Die Folgen einer gültigen Einsprache
Ist die Einsprache zulässig, erhebt die Staatsanwaltschaft die zur Beurteilung nötigen Beweise. Sie kann anschliessend am Strafbefehl festhalten, das Verfahren einstellen, einen neuen Strafbefehl erlassen oder bei fortbestehender Uneinigkeit Anklage vor dem erstinstanzlichen Gericht erheben (Art. 355-356 StPO).
Was geschieht ohne Einsprache
Wird innert der zehntägigen Frist keine Einsprache erhoben, wird der Strafbefehl zu einem rechtskräftigen Urteil, mit denselben Wirkungen wie eine von einem Gericht ausgesprochene Verurteilung, einschliesslich gegebenenfalls des Eintrags ins Strafregister.
Häufige Fragen
Innert welcher Frist muss ich gegen einen Strafbefehl Einsprache erheben?

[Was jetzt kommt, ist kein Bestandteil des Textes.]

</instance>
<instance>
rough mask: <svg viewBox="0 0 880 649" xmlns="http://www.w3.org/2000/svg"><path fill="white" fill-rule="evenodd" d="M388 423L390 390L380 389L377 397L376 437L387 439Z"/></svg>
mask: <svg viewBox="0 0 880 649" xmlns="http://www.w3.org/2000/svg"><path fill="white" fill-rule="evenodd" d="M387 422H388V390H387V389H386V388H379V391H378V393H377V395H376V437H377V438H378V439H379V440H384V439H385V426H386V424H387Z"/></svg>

Innert zehn Tagen nach dessen Zustellung, schriftlich, bei der ausstellenden Staatsanwaltschaft (Art. 354 StPO).
Was geschieht, wenn ich keine Einsprache erhebe?
Der Strafbefehl wird zu einem endgültigen und vollstreckbaren Urteil, mit denselben Wirkungen wie eine von einem Gericht ausgesprochene Verurteilung, einschliesslich des Eintrags ins Strafregister, falls die Sanktion dies vorsieht.
Muss die Einsprache begründet werden?
Grundsätzlich ja, ausser sie betrifft nur das Strafmass (Höhe oder Dauer der Sanktion), in welchem Fall eine unbegründete Einsprache gemäss Art. 354 StPO genügt.
Wird ein Strafbefehl im Strafregister eingetragen?
Wenn er rechtskräftig wird und die ausgesprochene Sanktion unter die eintragungspflichtigen Fälle gemäss dem Strafregistergesetz fällt, ja: ein Strafbefehl hat dieselben Wirkungen wie ein ordentliches Strafurteil.